Sunday, February 24, 2013

Penitential Psalm for the Second Sunday in Lent (Genesis 15)

And God said to Abram:
Stick with me, like a good husband 
or a good dog
or a Hollywood agent who has lost his mind 
and doesn't know when to jump off a sinking ship 
because he's actually grown to like or at least not detest his performing client,
and, lo, I will give unto thee an extra syllable in thy name.
ha

And, about all your concern, your shame,
that your slave child not be your heir
ahh . . . OK, it's just going to be too many years until the New Covenant
so I guess I just can't get into that with you right now
(you wouldn't understand that a slave can be a savior too)
no matter how old you are and how patriarchal and all
(and, again, as I've told you, I do appreciate that long journey from Ur town)
so, alright alright, you will have a child and he shall be called--
Isaac, which means something like "the seed of Abram with an extra syllable."
ha

Pay attention: 
you see the stars
up there, look up there,
your descendents will be like that
uncountable and, frankly, unaccountable, given your age
and the strength of your "loins,"
and to prove it to you here is what I'll do--
you cut up some animals (but NOT the birds) and everything will get very dark and gloomy 
and then there will be fire kind of thing in the middle of them
and then ye shall know that the Lord your God passeth through the cut up animals 
(except for the not cut up dead birds) like a fire kind of thing
in the dark gloominess of your desolation and so on. 
Really, did I just say that, Abram?

I don't know.
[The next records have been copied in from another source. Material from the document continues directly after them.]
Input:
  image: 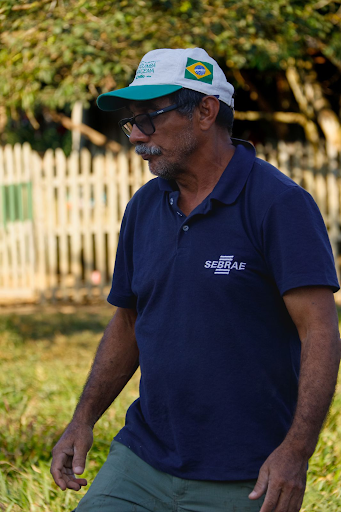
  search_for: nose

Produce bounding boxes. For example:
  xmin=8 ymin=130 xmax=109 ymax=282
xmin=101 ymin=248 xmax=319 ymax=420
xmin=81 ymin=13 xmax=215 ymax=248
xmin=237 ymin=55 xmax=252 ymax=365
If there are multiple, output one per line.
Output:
xmin=129 ymin=124 xmax=150 ymax=144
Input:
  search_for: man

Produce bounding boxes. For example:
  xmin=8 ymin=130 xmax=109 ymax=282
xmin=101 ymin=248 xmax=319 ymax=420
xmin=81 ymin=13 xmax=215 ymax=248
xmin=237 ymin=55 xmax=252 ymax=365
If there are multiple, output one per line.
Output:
xmin=51 ymin=48 xmax=340 ymax=512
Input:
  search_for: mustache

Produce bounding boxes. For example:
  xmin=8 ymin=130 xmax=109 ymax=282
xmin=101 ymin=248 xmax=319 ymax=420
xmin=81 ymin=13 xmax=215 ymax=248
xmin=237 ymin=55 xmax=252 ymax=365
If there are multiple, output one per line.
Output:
xmin=135 ymin=144 xmax=162 ymax=155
Listen, here's the thing that matters.
Your dark journey into the wilderness, 
your trust in the One who has not yet delivered on his promise,
who "proves" his promise with a fire thing in the middle of cut up animals--
through all this, you have stayed with me,
you have kept up the questions, the argument,
kept moving in this strange direction.
You hang on me like a nursing child,
your nails are deep deep in Yahweh's flesh,
I have seen your tears (have you seen mine?)--
I mean, thank you for your fierce grip.
Holding on is the only righteousness.

I know the past has been a wilderness, isolation, the absurd,
but this story, ours, is not about the past.
Look up at the stars, I said,
find us there.
I need to use your name, with every syllable I will give you,
I need to say to the world
he hung on me like a nursing child
his story was mine, mine his
I know his nails in my flesh
he tastes my tears in his mouth
he drove the birds of prey away from my carcass
he stayed with me.

Your name will mean "one who won't let go." 
And you will be the father of those who hold on.